L’Expo di Milano 2015 avrà, come è già stato ampiamente scritto, anche un forte impatto sul tessuto urbano del capoluogo lombardo. Non solo il sito espositivo in sé, non solo le infrastrutture necessarie per affrontare l’alto numero di visitatori che arriveranno ma anche la messa in movimento di tutto il contesto urbano. Già i soliti catastrofisti all’Adriano Celentano hanno gridato alle prossime colate di cemento. E peraltro mentre si definisce, molto faticosamente, la macchina organizzativa per la prossima esposizione internazionale, a Milano si discute anche del nuovo strumento di programmazione urbanistica, “il piano di governo del territorio”. Che come avviene abitualmente per un’amministarzione di centrodestra (i piani del centrosinistra come quella di Walter Veltroni vengono “attaccati” solo dopo le elezioni), è già sottoposto a un intenso cannoneggiamento. Marco Vitale ha parlato di sacco di Milano sul Riformista. L’economista-consulente assume normalmente scandalizzate posizioni di denuncia contro le iniziative in cui non partecipa.
Le idee di Carlo Masseroli, assessore all’urbanisitca meneghino, sono ragionevoli: al contrario di quel che ha fatto la Roma veltroniana, si propone di compattare la città, incrementando la residenza “popolare”, con edilizia convenzionata e in affitto a costi contrattati. A questo fine mette sul piatto un incremento degli indici di edificabilità. Altre sue idee sono mirate a disegnare i vuoti urbanistici (con verde e infrastrutture), a temperare il carattere monocentrico della città d’Ambrogio (si pensa di costruire alcuni poli come quello Rho-Fiera che modifichino la logica radiale e concentrica della viabilità milanese). L’obiettivo fissato dall’assessore è una città di due milioni di abitanti per il 2030. Oggi i residenti ufficiali sono un milione e centocinquantamila, mentre con immigrati e studenti interessati a vivere in città si arriva a 1 milione e 650 mila.
Insomma non mi sembra che ci si trovi di fronte a dichiarazioni cementiero-sovversive, a un attentato degli immobiliaristi alla città. Più che al troppo cemento, bisognerebbe porgere attenzione alle parole di Claudio De Albertis, storico punto di riferimento dei costruttori milanesi e già presidente nazionale dei costruttori (Ance), che appare perplesso sulla possibilità di costruire tanta edilizia convenzionata in questa situazione e incredulo che basti modificare gli indici di edificabilità per raggiungere gli obiettivi.

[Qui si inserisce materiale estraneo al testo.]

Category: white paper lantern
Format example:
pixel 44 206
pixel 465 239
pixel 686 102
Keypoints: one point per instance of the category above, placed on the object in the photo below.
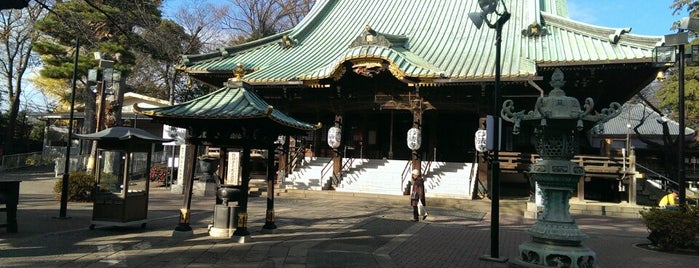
pixel 334 137
pixel 414 138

Le idee milanesi, poi, per il resto appaiono abbastanza calibrate: i piani rigidi che assegnavano licenze per costruire secondo standard astratti (residenza abitativa, terziario, industria) non funzionano più in una società postindustriale. Meglio uno strumento più flessibile che consenta di raggiungere alcuni obiettivi: innanzi tutto quello della residenza popolare, poi quello di integrare meglio insediamenti e trasporti, riflettendo sulle linee di mobilità che si stanno costruendo anche in vista dell’Expo. Infine ridisegnando le zone milanesi ancora incomplete. Anche se sarebbe opportuno lasciarsi qualche area di riserva per il futuro.
Naturalmente maggiore flessibilità coincide con maggiore discrezionalità. Abbiamo detto che il solito scandalismo che accompagna le scelte di Palazzo Marino è non solo petulante ma anche scontato. Condividiamo le dichiarazioni di Masseroli su Salvatore Ligresti che rappresenta una risorsa per Milano, non certamente un nemico. E di fatto tra i suoi principali collaboratori c’è oggi quel Bruno Ferrante che era candidato del centrosinistra contro Letizia Moratti. Detto questo maggiore discrezionalità non può non significare anche massima trasparenza e neutralità della pubblica amministrazione rispetto ai vari operatori. Un criterio che è bene avere ben chiaro in mente quando si esporranno le linee del piano e che poi dovrà essere tenuto ben fermo nel momento delle scelte.